Pour les institutions qui hésitaient encore, ce type d’initiative réduit les frictions psychologiques et opérationnelles. Pour les acteurs purement crypto, elle confirme que la demande institutionnelle existe et qu’elle cherche des solutions robustes. Pour les régulateurs, elle montre que les banques traditionnelles sont prêtes à intégrer ces actifs dans des cadres de contrôle exigeants.

La suite dépendra de l’exécution. La capacité à livrer un service fiable, sécurisé et intégré avant la fin de l’année, puis à l’étendre progressivement, déterminera l’impact réel de cette annonce. Mais le cap est fixé. La garde Bitcoin institutionnelle n’est plus une question de « si », mais de « quand » et de « comment ». Et pour une partie croissante des acteurs du marché, la réponse commence à prendre forme au sein des grandes infrastructures bancaires existantes.

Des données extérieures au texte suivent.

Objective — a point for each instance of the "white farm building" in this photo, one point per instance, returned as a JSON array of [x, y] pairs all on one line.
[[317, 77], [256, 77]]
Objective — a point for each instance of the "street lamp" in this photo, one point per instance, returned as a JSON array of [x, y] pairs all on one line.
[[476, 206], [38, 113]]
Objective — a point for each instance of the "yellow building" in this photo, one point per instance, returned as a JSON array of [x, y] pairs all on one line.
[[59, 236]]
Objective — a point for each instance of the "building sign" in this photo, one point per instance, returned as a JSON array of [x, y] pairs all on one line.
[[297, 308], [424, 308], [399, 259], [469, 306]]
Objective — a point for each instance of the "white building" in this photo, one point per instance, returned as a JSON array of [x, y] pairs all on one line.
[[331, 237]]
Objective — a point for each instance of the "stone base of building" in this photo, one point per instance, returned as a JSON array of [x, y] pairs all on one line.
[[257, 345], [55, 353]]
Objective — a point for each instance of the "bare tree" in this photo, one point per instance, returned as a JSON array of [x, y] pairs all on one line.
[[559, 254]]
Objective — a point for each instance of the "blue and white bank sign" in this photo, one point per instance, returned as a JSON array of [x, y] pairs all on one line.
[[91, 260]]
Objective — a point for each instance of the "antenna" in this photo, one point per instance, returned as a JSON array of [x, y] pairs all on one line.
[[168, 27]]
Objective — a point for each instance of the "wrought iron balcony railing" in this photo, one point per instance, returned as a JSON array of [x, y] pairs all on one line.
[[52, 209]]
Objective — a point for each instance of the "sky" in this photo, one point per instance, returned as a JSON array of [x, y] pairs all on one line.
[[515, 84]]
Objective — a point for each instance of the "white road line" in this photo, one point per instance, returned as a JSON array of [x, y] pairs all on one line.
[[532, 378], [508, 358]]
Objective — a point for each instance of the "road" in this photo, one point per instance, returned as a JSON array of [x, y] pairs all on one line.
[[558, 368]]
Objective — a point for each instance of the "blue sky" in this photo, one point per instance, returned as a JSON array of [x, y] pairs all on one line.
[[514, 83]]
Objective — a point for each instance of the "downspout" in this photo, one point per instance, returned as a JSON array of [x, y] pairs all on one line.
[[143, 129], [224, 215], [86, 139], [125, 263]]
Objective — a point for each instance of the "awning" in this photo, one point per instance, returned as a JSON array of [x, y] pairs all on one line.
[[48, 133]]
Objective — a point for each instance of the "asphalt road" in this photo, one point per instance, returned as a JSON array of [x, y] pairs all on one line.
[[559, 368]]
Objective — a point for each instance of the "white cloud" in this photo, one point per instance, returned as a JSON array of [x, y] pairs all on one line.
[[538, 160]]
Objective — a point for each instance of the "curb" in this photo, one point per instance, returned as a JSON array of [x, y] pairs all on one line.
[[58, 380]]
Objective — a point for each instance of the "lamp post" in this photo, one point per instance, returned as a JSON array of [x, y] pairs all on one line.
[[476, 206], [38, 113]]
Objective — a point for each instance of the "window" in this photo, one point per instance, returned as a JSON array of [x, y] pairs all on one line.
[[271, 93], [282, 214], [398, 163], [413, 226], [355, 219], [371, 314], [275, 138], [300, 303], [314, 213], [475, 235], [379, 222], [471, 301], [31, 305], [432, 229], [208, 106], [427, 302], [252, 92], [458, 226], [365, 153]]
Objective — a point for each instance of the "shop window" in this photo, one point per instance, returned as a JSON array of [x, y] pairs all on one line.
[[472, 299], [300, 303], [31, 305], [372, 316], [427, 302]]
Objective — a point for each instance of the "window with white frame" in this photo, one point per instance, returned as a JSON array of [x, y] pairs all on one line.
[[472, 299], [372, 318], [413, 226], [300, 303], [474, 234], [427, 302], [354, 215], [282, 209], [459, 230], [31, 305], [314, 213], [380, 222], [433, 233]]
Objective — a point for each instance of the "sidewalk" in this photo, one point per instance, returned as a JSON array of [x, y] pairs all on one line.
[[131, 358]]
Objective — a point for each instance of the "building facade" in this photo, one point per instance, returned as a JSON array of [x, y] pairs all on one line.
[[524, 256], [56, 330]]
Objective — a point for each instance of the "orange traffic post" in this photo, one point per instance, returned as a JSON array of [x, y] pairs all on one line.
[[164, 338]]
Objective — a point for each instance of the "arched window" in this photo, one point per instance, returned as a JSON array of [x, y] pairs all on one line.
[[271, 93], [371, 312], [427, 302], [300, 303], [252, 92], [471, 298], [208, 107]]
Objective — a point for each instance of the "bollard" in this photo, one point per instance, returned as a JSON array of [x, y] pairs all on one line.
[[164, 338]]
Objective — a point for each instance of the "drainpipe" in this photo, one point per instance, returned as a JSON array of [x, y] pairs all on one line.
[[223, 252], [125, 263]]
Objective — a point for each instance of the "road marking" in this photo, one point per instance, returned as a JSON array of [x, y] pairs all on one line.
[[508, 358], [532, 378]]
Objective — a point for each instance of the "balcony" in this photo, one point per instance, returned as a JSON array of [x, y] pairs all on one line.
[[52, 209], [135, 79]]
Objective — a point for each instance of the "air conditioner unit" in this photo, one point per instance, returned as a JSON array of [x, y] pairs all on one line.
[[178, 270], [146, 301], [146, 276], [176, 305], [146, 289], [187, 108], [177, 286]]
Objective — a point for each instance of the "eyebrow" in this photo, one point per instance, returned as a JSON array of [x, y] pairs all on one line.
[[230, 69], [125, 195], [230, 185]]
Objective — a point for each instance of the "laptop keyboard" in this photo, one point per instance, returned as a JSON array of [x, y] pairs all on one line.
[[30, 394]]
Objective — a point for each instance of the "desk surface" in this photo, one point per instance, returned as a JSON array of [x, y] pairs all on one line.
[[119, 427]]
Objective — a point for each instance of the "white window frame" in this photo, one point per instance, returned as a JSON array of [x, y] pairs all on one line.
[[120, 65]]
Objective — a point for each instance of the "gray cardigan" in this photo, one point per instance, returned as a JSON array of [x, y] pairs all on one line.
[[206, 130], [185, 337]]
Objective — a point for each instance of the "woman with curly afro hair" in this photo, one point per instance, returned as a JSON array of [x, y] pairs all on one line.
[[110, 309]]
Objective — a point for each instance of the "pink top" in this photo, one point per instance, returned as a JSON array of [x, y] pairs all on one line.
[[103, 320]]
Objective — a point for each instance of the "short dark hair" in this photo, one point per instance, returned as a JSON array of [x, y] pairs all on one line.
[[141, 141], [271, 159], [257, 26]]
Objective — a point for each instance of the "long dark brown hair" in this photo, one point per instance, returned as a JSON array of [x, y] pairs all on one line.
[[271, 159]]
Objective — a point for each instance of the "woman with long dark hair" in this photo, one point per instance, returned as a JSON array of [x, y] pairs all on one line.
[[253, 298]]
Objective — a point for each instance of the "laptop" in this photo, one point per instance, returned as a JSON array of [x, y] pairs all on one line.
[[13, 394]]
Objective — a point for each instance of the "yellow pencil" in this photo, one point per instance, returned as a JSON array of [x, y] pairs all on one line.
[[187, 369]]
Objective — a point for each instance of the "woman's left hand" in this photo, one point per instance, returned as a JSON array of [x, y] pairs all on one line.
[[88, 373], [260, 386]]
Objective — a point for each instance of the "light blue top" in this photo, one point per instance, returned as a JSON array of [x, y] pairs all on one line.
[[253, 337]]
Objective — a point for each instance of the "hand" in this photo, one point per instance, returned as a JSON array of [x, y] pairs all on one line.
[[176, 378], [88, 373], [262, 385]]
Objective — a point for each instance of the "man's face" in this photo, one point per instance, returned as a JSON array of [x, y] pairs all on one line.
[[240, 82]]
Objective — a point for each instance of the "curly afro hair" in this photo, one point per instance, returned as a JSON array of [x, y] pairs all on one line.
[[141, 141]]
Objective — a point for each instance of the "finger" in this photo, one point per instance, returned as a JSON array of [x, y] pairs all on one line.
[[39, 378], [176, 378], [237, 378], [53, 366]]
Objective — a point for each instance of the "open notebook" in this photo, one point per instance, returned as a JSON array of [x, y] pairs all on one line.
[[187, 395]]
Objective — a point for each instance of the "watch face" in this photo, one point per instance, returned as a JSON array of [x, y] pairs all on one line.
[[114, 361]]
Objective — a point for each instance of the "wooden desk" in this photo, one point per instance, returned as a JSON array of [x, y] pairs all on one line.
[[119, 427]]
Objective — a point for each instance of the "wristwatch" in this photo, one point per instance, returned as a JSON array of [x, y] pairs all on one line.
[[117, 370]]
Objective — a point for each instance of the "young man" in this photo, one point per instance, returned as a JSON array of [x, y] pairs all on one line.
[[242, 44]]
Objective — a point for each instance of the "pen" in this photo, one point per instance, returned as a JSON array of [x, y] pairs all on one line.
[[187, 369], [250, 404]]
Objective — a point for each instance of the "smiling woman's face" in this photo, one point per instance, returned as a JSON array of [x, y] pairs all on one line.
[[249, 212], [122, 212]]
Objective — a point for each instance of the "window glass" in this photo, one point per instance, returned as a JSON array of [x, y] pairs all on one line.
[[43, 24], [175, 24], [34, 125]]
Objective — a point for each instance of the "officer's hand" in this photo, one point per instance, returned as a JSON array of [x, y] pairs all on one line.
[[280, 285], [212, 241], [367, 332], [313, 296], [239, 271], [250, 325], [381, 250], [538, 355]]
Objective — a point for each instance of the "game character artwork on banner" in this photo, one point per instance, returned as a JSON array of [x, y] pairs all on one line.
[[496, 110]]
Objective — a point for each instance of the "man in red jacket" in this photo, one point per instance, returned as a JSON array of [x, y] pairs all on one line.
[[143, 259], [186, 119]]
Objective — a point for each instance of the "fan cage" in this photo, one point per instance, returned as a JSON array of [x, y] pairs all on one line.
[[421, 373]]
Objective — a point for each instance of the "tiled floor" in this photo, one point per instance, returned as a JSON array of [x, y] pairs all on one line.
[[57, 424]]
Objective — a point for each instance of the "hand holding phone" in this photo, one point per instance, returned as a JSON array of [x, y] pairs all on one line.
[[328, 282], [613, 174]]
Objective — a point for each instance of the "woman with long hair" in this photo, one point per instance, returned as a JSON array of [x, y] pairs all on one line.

En définitive, Custody+ et le projet de garde Bitcoin illustrent une convergence qui se dessine depuis plusieurs années : celle entre la finance traditionnelle et les actifs numériques. Cette convergence ne se limite pas à l’ajout d’un nouvel actif dans un catalogue. Elle implique une refonte des process, des systèmes et des mentalités. Elle demande des investissements massifs, de la patience et une capacité à naviguer dans un environnement réglementaire encore en construction. Mais elle ouvre aussi la voie à des modèles opérationnels plus simples, plus rapides et plus adaptés aux marchés du XXIe siècle. Les institutions qui sauront tirer parti de ces nouvelles infrastructures disposeront d’un avantage durable dans la gestion de portefeuilles de plus en plus hybrides.